I had no ideas. Not blocked, just empty. I cleared the working surfaces in the studio and pulled out a piece of scrap batting to start. After pawing through my ziploc-ed scrap baggies (they are sorted by color), I felt drawn to the blacks and blues. Maybe the dark green. No. A few with subtle patterns, a few hand-dyed.
They were wrinkled, as they always are. I ironed them. Ironing is good way to pause and take a moment. What now? With some small squares I began laying out a checkerboard pattern. But I didn't want to do it again; I used a checkerboard as a calendar for Repetition of Days. How about ninepatch? I'm not a fan of ninepatches, although I'll use them for a base sometimes. I didn't have enough squares, so maybe I could fill in, let them go askew, use varying sizes. That's it. Disrupt the nine patch.
What now? It needed a little color, or would I embroider the color later? Nope. Couldn't resist. Not orange: reminded me of the Aquila quilt. Reds. Darker reds, yes. Maroon flannel. Maroon velvet. Pink velvet too! Just a tiny bit. It is variegated and flashes as the light changes.
I started understanding what I was doing, and I heard a title: Rough Patch: Lightning, No Rain. It would be the fires started by lightning strikes that are impacting some of us in Northern California right now. The maroon and pink are the fires. It could be quilted with metallic silver, the lightning.

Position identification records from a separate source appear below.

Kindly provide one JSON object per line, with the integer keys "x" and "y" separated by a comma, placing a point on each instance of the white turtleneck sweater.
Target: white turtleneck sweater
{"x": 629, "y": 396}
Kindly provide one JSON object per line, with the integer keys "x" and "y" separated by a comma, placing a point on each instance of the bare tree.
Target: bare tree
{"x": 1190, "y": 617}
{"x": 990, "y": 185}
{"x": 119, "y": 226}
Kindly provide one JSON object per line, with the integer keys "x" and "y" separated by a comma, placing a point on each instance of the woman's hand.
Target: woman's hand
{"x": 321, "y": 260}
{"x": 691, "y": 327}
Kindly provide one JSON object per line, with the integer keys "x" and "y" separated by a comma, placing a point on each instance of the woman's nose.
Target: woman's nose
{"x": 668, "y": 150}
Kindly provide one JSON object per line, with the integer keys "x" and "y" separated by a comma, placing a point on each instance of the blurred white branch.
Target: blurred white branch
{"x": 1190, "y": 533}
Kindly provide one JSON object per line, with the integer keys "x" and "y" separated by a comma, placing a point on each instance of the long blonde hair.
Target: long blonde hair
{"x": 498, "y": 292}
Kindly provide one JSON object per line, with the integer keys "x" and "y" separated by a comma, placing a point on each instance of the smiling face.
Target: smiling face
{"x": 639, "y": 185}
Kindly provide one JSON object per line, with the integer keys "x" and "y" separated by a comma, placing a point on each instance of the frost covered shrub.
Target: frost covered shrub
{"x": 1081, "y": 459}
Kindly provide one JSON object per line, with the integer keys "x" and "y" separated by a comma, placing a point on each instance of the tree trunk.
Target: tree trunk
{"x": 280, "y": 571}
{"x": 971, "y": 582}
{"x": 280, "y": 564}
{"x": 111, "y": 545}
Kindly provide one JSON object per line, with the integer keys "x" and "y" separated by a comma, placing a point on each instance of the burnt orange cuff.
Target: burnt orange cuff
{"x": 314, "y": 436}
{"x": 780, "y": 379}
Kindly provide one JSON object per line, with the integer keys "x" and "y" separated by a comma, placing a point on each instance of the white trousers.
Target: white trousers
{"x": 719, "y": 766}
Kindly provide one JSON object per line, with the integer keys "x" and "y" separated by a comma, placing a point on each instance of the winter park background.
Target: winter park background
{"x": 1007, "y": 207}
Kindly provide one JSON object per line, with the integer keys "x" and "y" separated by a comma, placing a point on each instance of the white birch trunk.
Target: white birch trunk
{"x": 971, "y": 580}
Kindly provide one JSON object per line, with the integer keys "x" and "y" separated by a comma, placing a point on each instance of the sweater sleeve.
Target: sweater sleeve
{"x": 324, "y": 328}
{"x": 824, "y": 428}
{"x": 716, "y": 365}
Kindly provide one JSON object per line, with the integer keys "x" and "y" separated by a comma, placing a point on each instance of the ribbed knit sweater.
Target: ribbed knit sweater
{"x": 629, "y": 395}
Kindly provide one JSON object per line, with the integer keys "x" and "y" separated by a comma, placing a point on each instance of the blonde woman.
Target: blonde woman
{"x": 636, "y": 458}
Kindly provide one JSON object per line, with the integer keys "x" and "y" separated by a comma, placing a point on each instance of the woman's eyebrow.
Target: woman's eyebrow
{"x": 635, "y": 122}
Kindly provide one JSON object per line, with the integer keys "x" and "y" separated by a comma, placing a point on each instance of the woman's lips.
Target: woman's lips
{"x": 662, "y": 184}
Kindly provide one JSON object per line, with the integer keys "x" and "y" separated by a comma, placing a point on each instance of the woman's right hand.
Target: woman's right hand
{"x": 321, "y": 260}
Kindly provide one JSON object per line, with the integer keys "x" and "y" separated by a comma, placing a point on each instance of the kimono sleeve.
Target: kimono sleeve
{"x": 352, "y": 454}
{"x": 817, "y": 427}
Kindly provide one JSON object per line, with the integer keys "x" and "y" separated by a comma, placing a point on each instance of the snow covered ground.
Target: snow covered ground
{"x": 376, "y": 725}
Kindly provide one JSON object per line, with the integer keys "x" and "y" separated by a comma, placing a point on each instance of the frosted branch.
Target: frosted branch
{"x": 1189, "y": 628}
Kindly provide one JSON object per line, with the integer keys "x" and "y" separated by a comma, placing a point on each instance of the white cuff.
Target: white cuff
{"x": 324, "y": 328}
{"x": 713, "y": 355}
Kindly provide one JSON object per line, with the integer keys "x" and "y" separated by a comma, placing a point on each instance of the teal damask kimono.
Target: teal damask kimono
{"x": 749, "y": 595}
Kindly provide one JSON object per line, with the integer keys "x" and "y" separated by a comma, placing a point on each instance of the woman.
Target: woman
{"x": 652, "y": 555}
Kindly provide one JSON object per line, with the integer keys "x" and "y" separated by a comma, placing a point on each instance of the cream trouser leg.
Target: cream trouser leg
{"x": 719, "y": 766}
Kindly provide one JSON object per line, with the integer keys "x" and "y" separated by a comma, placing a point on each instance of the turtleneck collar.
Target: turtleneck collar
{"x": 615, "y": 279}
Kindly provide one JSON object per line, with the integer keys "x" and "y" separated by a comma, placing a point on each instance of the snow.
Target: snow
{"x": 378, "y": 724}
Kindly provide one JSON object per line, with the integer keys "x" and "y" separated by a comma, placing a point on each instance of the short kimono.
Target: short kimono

And some machine stitched texture on the bottom. Got it. Did it.
I wasn't empty. I was just emotionally exhausted. And, perhaps, I was both thinking too hard and trying to push it all away.
The light at 8:36 on Wednesday morning, September 9, 2020, was orangey-pink. We had our lights on all day. It felt like night; the smoke hung above the fog and blotted out the sun. It felt like what children imagine as the Dark Ages.
I wasn't able to get a good picture of the quiltlet, taken by the window, like I usually do. The light was too wrong and too dim.
On September 11, although the air quality was in the purple "Very Unhealthy," the light was better, much closer to the actual colors of the quiltlet.
Sometimes, when the mind doesn't know, the hands know what to do. Just keep swimming. Take care.